Effects of AVP (100 nM) on glucagon release in Ca²⁺-containing, Ca²⁺-free media and 50 μM BAPTA-AM in Ca²⁺-free media. BAPTA-AM in Ca²⁺-free media was given 30 min before the administration of AVP. Static incubation was performed for 15 min to determine the glucagon release. The concentration of glucagon release in the Ca²⁺-containing control was 144±17 pg  10⁵ cells⁻¹. Values are mean±s.e.mean (n=6 cultures with quadruplicates). ^*P<0.05, compared with the basal control group at the [Ca²⁺]_i of 2.5 mM. The results of this experiment were obtained from the cells of passage 23–26.

Figure 3

Effects of AVP on [Ca²⁺]_i in Ca²⁺-containing (A) and Ca²⁺-free (B) media.

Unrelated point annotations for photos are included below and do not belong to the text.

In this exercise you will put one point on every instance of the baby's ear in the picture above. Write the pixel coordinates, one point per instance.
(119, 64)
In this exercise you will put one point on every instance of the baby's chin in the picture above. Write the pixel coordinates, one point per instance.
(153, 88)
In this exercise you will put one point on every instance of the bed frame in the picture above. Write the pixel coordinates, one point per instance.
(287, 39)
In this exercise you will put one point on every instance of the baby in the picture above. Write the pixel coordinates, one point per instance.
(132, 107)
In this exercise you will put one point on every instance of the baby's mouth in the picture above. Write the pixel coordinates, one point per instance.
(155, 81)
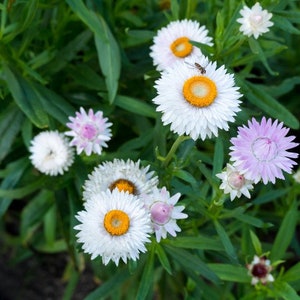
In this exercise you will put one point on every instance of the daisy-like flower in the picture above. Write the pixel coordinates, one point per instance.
(163, 212)
(172, 43)
(196, 98)
(260, 150)
(255, 21)
(127, 176)
(296, 176)
(90, 131)
(51, 153)
(234, 183)
(114, 225)
(260, 269)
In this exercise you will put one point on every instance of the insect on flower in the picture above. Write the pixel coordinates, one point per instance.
(197, 66)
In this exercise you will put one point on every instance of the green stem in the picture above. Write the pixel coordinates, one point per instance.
(173, 149)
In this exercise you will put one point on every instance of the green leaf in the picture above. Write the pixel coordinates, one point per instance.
(256, 49)
(218, 156)
(146, 282)
(135, 106)
(34, 211)
(256, 243)
(231, 273)
(11, 120)
(292, 274)
(107, 47)
(226, 242)
(258, 96)
(284, 290)
(192, 262)
(108, 286)
(163, 258)
(285, 234)
(54, 104)
(199, 242)
(26, 98)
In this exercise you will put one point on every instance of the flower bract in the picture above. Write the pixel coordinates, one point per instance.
(259, 151)
(196, 98)
(254, 21)
(163, 212)
(173, 42)
(51, 153)
(90, 131)
(114, 225)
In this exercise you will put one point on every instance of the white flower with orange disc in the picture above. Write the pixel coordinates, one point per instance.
(127, 176)
(114, 225)
(196, 98)
(173, 42)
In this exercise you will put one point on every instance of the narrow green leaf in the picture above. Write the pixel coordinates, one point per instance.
(163, 258)
(26, 98)
(109, 286)
(218, 156)
(226, 242)
(256, 243)
(107, 47)
(19, 193)
(199, 242)
(146, 282)
(292, 274)
(285, 291)
(192, 262)
(35, 210)
(231, 273)
(258, 96)
(11, 120)
(285, 234)
(135, 106)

Data shown are representative of four experiments.

Figure 4

Time course of glucagon release from In-R1-G9 cells in response to AVP (100 nM). Values are mean±s.e.mean (n=4 cultures with quadruplicates). Mean glucagon content of the cells; basal=25±1.6 ng 10⁵ cells⁻¹, AVP=27±2.8 ng 10⁵ cells⁻¹. • Basal control; ▾ AVP 100 nM. ^*P<0.05, compared with the basal control group. The results of this experiment were obtained from the cells of passage 23–26.

Figure 5

Effects of CL-4-84 on AVP (100 nM)-induced maximal increase in [Ca²⁺]_i. CL-4-84 was given 100 s before the administration of AVP. Values are mean±s.e.mean (n=4). ^*P<0.05, compared with the AVP control group, which had a maximal [Ca²⁺]_i increase of 188±11 nM.

Figure 6

Effects of U-73122 on AVP-induced maximal [Ca²⁺]_i increase (A) and glucagon release (B) in In-R1-G9 cells. U-73122 was given 100 s before AVP (100 nM). Values are mean±s.e.mean (n=4 for [Ca²⁺]_i experiments and n=3 cultures with quadruplicates for secretion). ^*P<0.05, compared with AVP (100 nM) alone as the control group.

Figure 7

Effects of AVP and ionomycin on [Ca²⁺]_i increase in In-R1-G9 cells. (A) Effects of U-73122 on ionomycin-induced [Ca²⁺]_i increase. Curve a shows data of ionomycin (300 nM) alone as a control; curve b shows the effect of U-73122 (8 μM) pretreatment for 100 s before ionomycin administration. (B) Effect of TG on AVP-induced [Ca²⁺]_i increase. Curve a shows data of AVP (100 nM) alone as a control; curve b shows the effect of TG pretreatment (1 μM) for 30 min before AVP administration. (C) Nimodipine did not affect AVP-induced [Ca²⁺]_i increase. Curve a shows data of AVP (100 nM) alone as a control; curve b shows the effect of nimodipine pretreatment (1 μM) for 100 s before AVP administration. Arrow indicates AVP or ionomycin administration. Data shown are representative of four experiments.